Tak jak przypuszczała, piątkowy wieczór musiała spędzić w bibliotece. Siedziała przy jednym ze stolików zawalona grubymi książkami i kartkowała stronę po stronie, w poszukiwaniu chociażby najmniejszej wzmianki dotyczącej eliksiru. I chociaż jej wzrok pozornie wyrażał skupienie, to jej myśli były daleko od opustoszałej biblioteki. Cały czas wracała do momentu rozmowy z McGonagall, nie mogła uwierzyć, że po raz kolejny nie dowiedziała się co tak ważnego miała im do przekazania. Wiedziała, że sprawa była poważna, zatajona przed resztą szkoły, niebezpieczna, niecierpiąca zwłoki, jednak widocznie nie na tyle by przekładać ją nad rozmowę z nowym nauczycielem transmutacji. Mimo swojego uwielbienia do tego przedmiotu, Hermiona powoli traciła sympatię do nowego nauczyciela. W zasadzie nigdy jej specjalnie nie czuła, bo niby kiedy miał na nią zasłużyć. Jednak teraz przekroczył już szczyt wszystkiego, bezczelnie przerywając ważną rozmowę już po raz drugi. Nie rozumiała również zachowania dyrektorki. Początkowo twierdzi, że konieczne musi ich o czymś poinformować, później jednak dochodzi do wniosku, że to nic ważnego, a przynajmniej nie ważniejszego niż rozmowa  z 'uroczym profesorem'. Wystraszyło jego jedno spojrzenie, jeden uśmiech, jedno miłe słówko, naprawdę nie poznawała zawsze powściągliwej i poukładanej profesor McGonagall.
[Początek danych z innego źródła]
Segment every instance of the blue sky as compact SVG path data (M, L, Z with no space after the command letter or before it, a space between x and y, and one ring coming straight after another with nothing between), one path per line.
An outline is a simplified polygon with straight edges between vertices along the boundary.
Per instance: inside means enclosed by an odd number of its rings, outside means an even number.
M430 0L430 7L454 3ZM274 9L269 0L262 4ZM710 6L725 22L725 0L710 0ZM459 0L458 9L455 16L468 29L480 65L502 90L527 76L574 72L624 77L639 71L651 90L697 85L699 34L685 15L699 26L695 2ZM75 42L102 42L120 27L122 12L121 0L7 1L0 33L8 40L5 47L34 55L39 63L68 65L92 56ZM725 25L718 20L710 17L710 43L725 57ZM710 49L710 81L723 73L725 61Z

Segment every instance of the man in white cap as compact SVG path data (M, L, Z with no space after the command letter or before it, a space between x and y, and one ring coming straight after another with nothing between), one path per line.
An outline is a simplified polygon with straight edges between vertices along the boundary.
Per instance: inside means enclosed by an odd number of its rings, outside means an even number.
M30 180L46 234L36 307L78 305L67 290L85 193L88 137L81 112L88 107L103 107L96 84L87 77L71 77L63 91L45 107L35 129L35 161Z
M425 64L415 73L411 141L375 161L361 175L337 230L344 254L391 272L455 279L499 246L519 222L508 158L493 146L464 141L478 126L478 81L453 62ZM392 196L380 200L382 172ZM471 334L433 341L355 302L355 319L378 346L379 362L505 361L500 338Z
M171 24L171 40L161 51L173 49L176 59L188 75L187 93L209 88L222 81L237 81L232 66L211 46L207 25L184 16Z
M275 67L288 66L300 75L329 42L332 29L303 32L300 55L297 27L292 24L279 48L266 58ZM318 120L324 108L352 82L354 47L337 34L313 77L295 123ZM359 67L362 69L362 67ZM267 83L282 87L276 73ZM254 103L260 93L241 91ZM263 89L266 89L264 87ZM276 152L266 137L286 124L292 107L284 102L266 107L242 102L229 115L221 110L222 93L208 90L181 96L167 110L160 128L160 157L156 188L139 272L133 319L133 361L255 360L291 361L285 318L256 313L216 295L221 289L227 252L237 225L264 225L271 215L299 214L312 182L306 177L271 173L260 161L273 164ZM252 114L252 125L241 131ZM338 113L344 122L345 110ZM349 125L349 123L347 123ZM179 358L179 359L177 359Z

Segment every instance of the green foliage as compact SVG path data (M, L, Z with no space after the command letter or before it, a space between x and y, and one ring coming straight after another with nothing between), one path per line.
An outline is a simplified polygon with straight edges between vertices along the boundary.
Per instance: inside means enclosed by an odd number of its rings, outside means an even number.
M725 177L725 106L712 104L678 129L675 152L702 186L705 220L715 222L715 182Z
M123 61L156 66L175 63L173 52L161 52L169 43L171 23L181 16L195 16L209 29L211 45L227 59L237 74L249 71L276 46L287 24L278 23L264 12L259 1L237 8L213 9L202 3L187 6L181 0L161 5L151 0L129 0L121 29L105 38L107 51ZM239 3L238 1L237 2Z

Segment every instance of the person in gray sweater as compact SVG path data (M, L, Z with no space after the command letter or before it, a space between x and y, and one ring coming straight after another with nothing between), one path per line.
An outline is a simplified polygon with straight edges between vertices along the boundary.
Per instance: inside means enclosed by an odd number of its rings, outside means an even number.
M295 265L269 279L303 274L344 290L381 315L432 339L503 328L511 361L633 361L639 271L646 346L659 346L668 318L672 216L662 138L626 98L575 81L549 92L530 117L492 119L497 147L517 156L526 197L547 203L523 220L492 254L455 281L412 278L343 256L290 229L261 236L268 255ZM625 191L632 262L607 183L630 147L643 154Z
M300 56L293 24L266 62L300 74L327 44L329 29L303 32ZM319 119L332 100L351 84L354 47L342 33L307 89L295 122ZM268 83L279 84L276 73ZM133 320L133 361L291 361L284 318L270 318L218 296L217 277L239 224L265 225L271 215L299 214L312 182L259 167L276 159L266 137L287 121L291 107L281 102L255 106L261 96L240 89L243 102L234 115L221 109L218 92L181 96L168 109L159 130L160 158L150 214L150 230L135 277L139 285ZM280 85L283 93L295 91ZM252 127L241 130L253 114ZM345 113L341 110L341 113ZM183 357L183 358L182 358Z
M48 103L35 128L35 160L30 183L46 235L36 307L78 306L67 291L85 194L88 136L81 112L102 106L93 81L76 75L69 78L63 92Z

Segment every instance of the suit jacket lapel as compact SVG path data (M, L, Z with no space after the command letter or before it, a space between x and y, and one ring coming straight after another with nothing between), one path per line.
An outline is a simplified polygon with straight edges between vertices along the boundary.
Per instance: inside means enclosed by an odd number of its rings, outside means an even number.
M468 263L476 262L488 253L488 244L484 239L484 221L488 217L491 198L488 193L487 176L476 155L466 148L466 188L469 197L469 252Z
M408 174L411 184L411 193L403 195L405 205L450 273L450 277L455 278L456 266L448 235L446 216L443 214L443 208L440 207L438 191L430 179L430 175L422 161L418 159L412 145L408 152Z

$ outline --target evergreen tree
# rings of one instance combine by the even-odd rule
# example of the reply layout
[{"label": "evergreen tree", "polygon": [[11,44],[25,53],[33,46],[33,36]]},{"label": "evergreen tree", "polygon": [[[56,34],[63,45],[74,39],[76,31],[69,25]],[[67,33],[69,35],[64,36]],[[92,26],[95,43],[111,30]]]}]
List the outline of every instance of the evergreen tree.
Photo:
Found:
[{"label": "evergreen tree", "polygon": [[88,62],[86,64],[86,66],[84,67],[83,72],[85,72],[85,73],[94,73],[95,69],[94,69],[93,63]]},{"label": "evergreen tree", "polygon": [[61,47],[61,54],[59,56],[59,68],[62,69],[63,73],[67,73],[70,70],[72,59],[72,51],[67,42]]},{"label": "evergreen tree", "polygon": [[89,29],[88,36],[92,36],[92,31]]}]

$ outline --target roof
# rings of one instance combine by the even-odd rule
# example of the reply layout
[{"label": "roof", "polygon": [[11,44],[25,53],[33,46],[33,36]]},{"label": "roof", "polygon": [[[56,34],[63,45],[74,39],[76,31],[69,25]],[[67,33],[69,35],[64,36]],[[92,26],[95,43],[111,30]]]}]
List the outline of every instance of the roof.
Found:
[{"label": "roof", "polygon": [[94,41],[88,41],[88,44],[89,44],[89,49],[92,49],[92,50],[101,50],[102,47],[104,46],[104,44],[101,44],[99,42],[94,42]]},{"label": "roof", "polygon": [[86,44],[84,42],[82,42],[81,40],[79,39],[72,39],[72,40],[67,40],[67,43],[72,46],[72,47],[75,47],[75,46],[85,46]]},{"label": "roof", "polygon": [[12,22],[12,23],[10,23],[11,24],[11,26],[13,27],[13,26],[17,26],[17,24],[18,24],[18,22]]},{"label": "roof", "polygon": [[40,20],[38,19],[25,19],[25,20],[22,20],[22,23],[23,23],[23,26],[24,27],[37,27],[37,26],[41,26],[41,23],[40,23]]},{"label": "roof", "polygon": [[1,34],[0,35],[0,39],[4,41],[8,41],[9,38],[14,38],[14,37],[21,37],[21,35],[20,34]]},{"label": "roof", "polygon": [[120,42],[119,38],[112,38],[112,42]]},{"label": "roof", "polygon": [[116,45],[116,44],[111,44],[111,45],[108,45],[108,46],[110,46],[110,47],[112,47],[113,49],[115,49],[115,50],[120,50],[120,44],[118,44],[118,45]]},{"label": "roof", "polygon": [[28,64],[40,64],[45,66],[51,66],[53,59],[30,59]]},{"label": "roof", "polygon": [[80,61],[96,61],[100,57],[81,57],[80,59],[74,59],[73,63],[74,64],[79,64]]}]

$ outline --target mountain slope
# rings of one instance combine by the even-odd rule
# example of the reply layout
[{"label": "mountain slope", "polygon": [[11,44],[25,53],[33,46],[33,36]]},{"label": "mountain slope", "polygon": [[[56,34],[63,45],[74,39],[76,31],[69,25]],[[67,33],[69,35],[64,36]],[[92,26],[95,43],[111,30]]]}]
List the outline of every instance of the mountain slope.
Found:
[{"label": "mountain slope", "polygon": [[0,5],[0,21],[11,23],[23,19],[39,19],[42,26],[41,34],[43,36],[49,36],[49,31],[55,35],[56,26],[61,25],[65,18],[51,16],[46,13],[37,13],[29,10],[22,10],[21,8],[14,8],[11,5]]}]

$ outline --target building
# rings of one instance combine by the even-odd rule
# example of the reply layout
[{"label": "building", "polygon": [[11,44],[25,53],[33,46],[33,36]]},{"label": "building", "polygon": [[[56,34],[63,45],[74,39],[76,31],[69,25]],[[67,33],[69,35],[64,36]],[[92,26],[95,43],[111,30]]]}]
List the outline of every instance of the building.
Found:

Wertowała stronę za stroną, nie skupiając się nawet na ich treści. Czytała pobieżnie tytuły aż do momentu kiedy coś szczególnie przykuło jej uwagę.
Abrozja- zwana inaczej szlachetnym eliksirem, który po skomplikowanym procesie ważenia (trwającym około trzech tygodni) w smaku, zapachu i wyglądzie przypomina wodę, dobrze uważony po wypiciu może wzbudzać miłość, sympatię, szacunek lub dawać szczęście, młodość, piękno i zdrowie. Nieprzygotowywany według ściśle określonych zasad, zmienia swoje właściwości, może powodować śmierć lub gorączkę krzepną. Rzadko spotykany ze względu na trudność w sporządzaniu. Prawidłowe przygotowanie eliksiru możliwe jest tylko w pierwszej kwadrze księżyca...
To musi być to! 'Może wzbudzać miłość, sympatię, szacunek' Tak to przecież idealnie pasuje do opisu profesora. ' Po skomplikowanym procesie ważenia, trwającym około trzech tygodni' tyle właśnie będą mieli czasu na sporządzenie eliksiru. I pierwsza kwadra księżyca, o której rozmawiali na lekcjach astronomii. To nie może być przypadek. Od początku nie wierzyła w przekonanie innych, że tajemniczym eliksirem jest po prostu Amortencja. To by było zbyt banalne, a zresztą ten eliksir był już sporządzany przez nich w szóstej klasie. Jeszcze raz przeczytała książkowy opis eliksiru, po czym wstała od stołu i podeszła wprost do pani Pince. Bez problemu wypożyczyła starą książkę o wdzięcznej nazwie 'Najznakomitsze eliksiry dziejów' i wyszła z biblioteki, niemalże całkowicie zapominając o nieudanej rozmowie z McGonagall. Pełna euforii i dumy, przemierzała korytarze zamku z nadzieją w sercu, że może uratuje choć trochę piątkowego popołudnia.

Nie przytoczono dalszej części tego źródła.